Faster than everyone but Jurich imagined.
"What's happening at Louisville right now is really something," Pitino said. "It's something, in the late-90s, it seemed impossible."
That, of course, has done little to stop the ever-optimistic Jurich. By the time the new basketball arena opens, every one of Louisville's varsity sports will play in a facility built or renovated during his tenure.
Not bad for a school that University of Kentucky president Dr. Lee Todd hinted "over-marketed and underperformed."
It's a comment Todd may -- or may not -- have meant in jest as a little collegial poke at his school's athletic and academic rival, though it's hard not to notice the number of billboards that have popped up in Louisville in recent weeks promoting the Wildcats' athletic program. Two of the billboards are within a Brian Brohm bomb from Papa John's Stadium. Ask Jurich if it bothers him and his answer is typical Jurich.

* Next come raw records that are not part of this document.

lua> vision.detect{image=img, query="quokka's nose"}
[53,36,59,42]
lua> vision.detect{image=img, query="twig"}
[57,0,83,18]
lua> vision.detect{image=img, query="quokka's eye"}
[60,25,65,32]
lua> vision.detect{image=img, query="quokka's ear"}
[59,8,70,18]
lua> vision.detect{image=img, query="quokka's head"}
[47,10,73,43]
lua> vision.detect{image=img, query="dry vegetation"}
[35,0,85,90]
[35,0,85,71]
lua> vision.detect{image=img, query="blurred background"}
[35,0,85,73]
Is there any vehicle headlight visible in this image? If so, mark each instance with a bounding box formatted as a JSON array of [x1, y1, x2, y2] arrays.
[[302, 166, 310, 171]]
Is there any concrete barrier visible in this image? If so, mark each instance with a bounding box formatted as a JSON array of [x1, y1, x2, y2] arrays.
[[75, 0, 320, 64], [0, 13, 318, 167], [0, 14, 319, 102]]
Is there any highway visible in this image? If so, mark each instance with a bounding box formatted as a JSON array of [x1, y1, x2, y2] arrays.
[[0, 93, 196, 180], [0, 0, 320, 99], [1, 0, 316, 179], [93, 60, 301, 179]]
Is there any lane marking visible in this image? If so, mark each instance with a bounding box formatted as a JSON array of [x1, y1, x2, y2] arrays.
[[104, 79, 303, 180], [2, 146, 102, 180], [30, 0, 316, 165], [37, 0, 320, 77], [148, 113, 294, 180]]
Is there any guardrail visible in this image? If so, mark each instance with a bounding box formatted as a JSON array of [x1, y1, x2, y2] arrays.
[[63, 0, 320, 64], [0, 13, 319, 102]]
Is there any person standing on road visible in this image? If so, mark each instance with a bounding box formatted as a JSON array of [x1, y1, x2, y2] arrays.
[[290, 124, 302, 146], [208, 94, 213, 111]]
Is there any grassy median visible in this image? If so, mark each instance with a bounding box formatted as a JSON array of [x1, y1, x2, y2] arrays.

"They can advertise in the stadium if they pay the price," he says with a laugh. "We'll put them in there. We're always looking for new revenue."
And Jurich has shown a Midas-like touch in generating new revenue streams for the athletic department, all part of his plan to expand Louisville's athletic brand far and wide rather than play in the shadow of Kentucky's Big Blue Nation.
"I think we look at ours as Planet Red," he says. "Planet Red is what we focus on. I'm not too worried about Big Blue Nation. I'm not too worried about what they do over there."
Not that he has the time. He's busier now than he's ever been and just laughs when he remembers his wife Terrilynn's reaction when he told her he was leaving Colorado State to take the Louisville job.
"She was like, 'What the hell are you doing?"' he says.
Terrilynn doesn't ask that anymore. And though other outlets and organizations have inquired about Jurich's availability, he insists he's not going anywhere.
"There's going to be plenty to do here," he says. "As long as you've got 600 student-athletes and you're trying to achieve your objectives, there's always going to be something to do. I think this is the best college job in America."